Days after Thursday morning’s commuter train crash in Hoboken, N.J., federal investigators are still unable to access critical information about the train’s operation leading up to the accident.
The inbound New Jersey Transit train rammed into the bumping post at the end of the track and smashed into the the wall of the station, partially collapsing the canopy structure above the train platform.
The accident killed one person on the train platform and injured more than 100 others.
New Jersey Gov.
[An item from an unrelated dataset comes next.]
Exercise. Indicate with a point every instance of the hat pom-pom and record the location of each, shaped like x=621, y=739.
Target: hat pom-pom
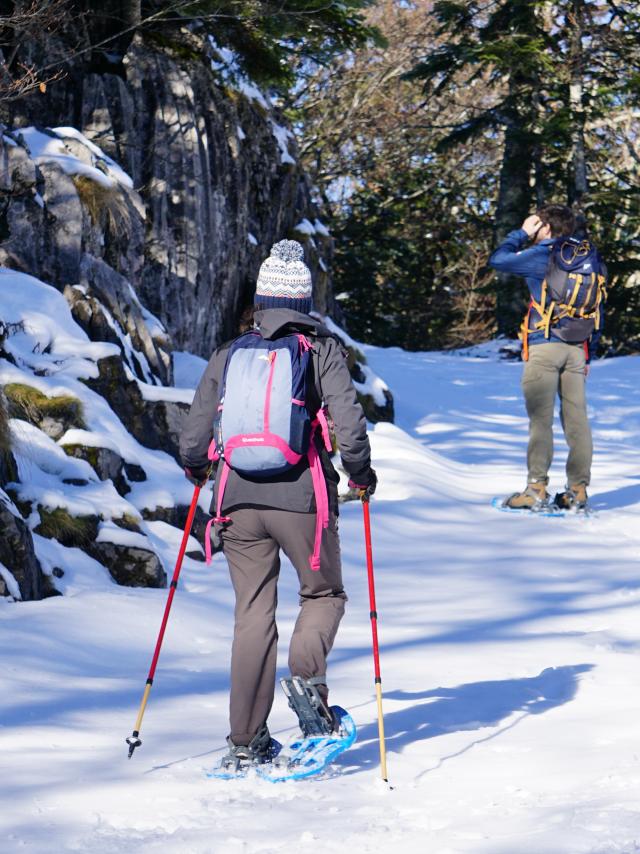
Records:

Chris Christie appeared Sunday to blame the train’s engineer for coming into the station too fast, while also cautioning against speculation about the crash’s cause.
10 mph Appropriate speed for trains approaching Hoboken station
“The train came into the station too fast,” Christie told Fox News on Sunday. “We don’t know why that is.”
Train’s engineer, Thomas Gallagher, a 29-year New Jersey Transit employee, told investigators that he had no memory of the accident, but also said that he approached the station at the appropriate speed, 10 mph.
Only the train’s data recorder knows for sure.
National Transportation Safety Board investigators said Sunday that it is not safe for them to retrieve the device, which is trapped in the front of the train, depriving them of accurate measurements of train speed and braking.
Right now, it is very dangerous to get in there.
Bella Dinh-Zarr, vice chairman, NTSB
“Right now, it is very dangerous to get in there,” Bella Dinh-Zarr, vice chairman of the NTSB, told reporters on Sunday.
Dinh-Zarr said a second data recorder in the locomotive at the rear of the train was not operating at the time of the crash and produced no data to aid the investigation.
The train was also equipped with a forward-facing camera, but that footage remains inaccessible in the front of the train.
Dinh-Zarr said that the NTSB had surveyed the crash scene with a drone, its first such use of the device in a rail incident.